Я вздрогнула, услышав этот голос, - я знала, кому он принадлежит.

- Зачем вы говорите мне все это, Василий Степанович? - услышала я тихий голос Ирины. - Неужели вы хотите, чтобы я повторила вам то, что вы уже слышали? У каждого человека свой путь в жизни. Тот путь, по которому иду я, - прямой путь, начало его и конец видны ясно. Я осталась жить… смогла жить только потому, что шла по этому пути и не сворачивала в сторону. И я боюсь, что, изменив в одном, я сойду с моего прямого пути.

- Нет, Ирина Григорьевна, нет, - с незнакомой мне горячностью воскликнул Каргин, - вы не правы, тысячу раз не правы! Если бы он был жив, если бы была хоть маленькая надежда на то, что он жив, - вы были бы правы, правы во всём. Но он погиб, его нет в жизни. А вы живёте. Вы обязаны жить по законам жизни. Вы не должны ожесточаться и огораживать свою душу… Ведь после войны восстанавливаются не только города, но и души - те, что были поранены…

Я сидела, боясь шелохнуться. Я знала, что должна сейчас же уйти, и боялась пошевелиться, чтобы не обнаружить своего присутствия.

- Так всегда начинают борьбу против принципов, - с горечью сказала Ирина.
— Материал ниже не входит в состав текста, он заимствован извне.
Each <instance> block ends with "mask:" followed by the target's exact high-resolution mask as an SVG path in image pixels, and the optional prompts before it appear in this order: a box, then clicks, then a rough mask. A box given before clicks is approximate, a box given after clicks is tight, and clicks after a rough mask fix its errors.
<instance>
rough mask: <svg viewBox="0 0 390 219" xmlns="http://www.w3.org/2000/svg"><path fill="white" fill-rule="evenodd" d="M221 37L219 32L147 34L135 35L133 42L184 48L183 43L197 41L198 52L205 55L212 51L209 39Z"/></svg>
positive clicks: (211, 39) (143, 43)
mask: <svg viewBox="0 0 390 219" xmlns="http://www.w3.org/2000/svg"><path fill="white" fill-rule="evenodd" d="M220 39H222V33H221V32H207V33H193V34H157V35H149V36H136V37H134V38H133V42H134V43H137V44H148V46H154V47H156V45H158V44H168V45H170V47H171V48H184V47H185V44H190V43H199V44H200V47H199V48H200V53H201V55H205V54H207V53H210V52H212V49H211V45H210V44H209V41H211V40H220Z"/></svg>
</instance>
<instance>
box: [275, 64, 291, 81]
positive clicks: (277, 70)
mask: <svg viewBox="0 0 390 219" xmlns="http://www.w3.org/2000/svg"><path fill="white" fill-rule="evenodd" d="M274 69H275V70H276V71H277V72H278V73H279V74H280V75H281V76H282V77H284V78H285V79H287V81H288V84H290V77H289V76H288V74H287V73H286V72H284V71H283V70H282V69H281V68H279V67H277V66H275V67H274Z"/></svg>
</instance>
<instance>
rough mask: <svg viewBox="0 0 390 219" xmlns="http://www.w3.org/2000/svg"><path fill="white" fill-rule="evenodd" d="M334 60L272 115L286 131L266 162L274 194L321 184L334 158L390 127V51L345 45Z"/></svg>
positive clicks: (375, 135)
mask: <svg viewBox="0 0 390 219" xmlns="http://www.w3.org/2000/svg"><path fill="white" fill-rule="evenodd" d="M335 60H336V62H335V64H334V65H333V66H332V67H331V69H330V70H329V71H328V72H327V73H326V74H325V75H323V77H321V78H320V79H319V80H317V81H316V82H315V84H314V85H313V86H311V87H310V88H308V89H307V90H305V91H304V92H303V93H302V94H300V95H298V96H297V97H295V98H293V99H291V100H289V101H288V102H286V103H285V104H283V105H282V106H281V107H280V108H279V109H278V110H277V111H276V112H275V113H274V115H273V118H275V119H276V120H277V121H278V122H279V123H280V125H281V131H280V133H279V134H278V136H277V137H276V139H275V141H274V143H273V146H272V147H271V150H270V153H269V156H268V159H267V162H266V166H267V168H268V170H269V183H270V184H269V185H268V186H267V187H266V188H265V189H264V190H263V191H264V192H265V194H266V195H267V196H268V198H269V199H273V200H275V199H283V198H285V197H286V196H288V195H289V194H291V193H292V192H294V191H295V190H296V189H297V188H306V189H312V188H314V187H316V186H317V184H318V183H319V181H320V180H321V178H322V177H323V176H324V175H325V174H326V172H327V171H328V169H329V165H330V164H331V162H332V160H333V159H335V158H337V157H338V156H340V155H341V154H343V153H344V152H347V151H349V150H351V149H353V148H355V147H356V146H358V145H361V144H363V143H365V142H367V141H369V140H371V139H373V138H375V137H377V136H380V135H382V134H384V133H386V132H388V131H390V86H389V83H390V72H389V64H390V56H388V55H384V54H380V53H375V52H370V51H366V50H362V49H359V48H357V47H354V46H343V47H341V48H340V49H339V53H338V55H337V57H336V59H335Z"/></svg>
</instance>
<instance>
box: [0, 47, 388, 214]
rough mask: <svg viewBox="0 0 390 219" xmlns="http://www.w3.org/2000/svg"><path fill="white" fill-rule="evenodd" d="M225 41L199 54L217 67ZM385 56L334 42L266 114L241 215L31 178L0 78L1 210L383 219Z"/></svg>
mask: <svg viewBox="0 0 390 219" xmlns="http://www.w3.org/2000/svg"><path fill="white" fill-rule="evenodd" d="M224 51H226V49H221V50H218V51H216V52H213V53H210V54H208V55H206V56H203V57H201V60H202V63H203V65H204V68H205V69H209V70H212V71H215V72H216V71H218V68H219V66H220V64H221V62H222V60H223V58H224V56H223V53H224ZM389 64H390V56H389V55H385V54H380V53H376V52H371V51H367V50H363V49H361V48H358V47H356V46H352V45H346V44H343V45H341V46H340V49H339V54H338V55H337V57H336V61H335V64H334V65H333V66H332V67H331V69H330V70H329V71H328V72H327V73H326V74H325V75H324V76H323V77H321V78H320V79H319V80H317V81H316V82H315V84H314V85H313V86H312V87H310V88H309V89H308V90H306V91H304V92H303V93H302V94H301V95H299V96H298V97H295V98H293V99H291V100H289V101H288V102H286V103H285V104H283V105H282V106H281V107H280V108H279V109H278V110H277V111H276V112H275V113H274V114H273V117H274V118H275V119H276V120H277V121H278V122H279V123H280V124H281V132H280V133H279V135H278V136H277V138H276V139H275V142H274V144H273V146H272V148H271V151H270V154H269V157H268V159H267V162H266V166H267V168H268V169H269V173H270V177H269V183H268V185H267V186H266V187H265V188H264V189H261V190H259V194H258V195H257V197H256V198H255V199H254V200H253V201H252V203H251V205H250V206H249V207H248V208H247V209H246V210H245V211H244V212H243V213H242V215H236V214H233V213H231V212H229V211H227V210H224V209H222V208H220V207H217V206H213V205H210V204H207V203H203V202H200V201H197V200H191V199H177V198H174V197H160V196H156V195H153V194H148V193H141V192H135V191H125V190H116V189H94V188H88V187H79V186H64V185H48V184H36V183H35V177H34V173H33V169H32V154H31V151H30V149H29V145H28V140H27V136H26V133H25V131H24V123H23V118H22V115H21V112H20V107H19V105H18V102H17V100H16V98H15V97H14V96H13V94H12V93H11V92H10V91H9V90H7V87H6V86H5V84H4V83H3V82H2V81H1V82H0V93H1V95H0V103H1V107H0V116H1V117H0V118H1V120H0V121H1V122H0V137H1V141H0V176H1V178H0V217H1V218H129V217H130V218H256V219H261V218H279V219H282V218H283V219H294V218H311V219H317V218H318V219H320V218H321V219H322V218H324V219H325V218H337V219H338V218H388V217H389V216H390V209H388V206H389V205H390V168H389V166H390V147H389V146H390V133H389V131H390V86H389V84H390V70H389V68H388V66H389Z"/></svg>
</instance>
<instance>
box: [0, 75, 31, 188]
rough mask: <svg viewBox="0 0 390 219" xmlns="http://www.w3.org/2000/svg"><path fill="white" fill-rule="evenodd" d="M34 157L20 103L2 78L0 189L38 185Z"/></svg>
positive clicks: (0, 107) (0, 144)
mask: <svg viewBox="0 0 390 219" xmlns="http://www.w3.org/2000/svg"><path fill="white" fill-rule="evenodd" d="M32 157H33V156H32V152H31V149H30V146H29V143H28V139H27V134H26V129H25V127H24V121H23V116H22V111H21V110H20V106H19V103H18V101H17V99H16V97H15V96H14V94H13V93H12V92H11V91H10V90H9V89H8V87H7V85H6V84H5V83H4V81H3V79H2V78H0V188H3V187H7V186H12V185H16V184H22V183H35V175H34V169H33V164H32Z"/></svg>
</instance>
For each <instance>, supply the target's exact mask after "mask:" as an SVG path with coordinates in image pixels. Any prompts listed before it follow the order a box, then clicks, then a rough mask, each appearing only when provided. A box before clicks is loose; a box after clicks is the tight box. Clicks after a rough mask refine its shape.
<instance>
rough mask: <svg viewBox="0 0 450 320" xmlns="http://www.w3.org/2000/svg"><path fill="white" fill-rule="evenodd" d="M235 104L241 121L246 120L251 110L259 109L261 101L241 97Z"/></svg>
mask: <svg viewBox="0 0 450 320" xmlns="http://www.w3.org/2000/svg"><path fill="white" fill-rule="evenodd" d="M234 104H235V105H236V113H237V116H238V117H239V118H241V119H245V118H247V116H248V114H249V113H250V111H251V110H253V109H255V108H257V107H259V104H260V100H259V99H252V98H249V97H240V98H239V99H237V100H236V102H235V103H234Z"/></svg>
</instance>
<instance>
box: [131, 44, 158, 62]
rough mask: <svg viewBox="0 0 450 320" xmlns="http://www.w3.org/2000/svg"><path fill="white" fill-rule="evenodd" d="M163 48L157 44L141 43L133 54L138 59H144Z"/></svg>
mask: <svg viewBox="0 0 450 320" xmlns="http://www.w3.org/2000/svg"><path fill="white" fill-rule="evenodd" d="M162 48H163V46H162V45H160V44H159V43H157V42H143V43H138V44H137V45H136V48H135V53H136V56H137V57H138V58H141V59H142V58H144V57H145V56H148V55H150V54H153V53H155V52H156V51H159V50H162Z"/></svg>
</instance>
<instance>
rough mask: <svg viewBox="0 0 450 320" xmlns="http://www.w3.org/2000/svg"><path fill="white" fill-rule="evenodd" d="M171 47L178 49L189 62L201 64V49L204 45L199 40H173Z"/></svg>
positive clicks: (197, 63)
- Есть разные принципы, - поспешно и убеждённо ответил Каргин. - С некоторыми из них не грех и бороться. Вы внушили себе, что живёте теперь только для других. Такая жертвенность чужда нашей советской жизни. И, скажу вам по совести, вы и для других-то жить не сможете! Вы хотите набальзамироваться. А по какому праву? Для чего вы боролись, для чего перенесли блокаду, для чего любили мужа, наконец?

Он сделал небольшую паузу и проговорил уже совершенно другим, спокойным и тихим голосом:

- Да и не верю я вам. Не могу верить. Вы только со мной так говорите.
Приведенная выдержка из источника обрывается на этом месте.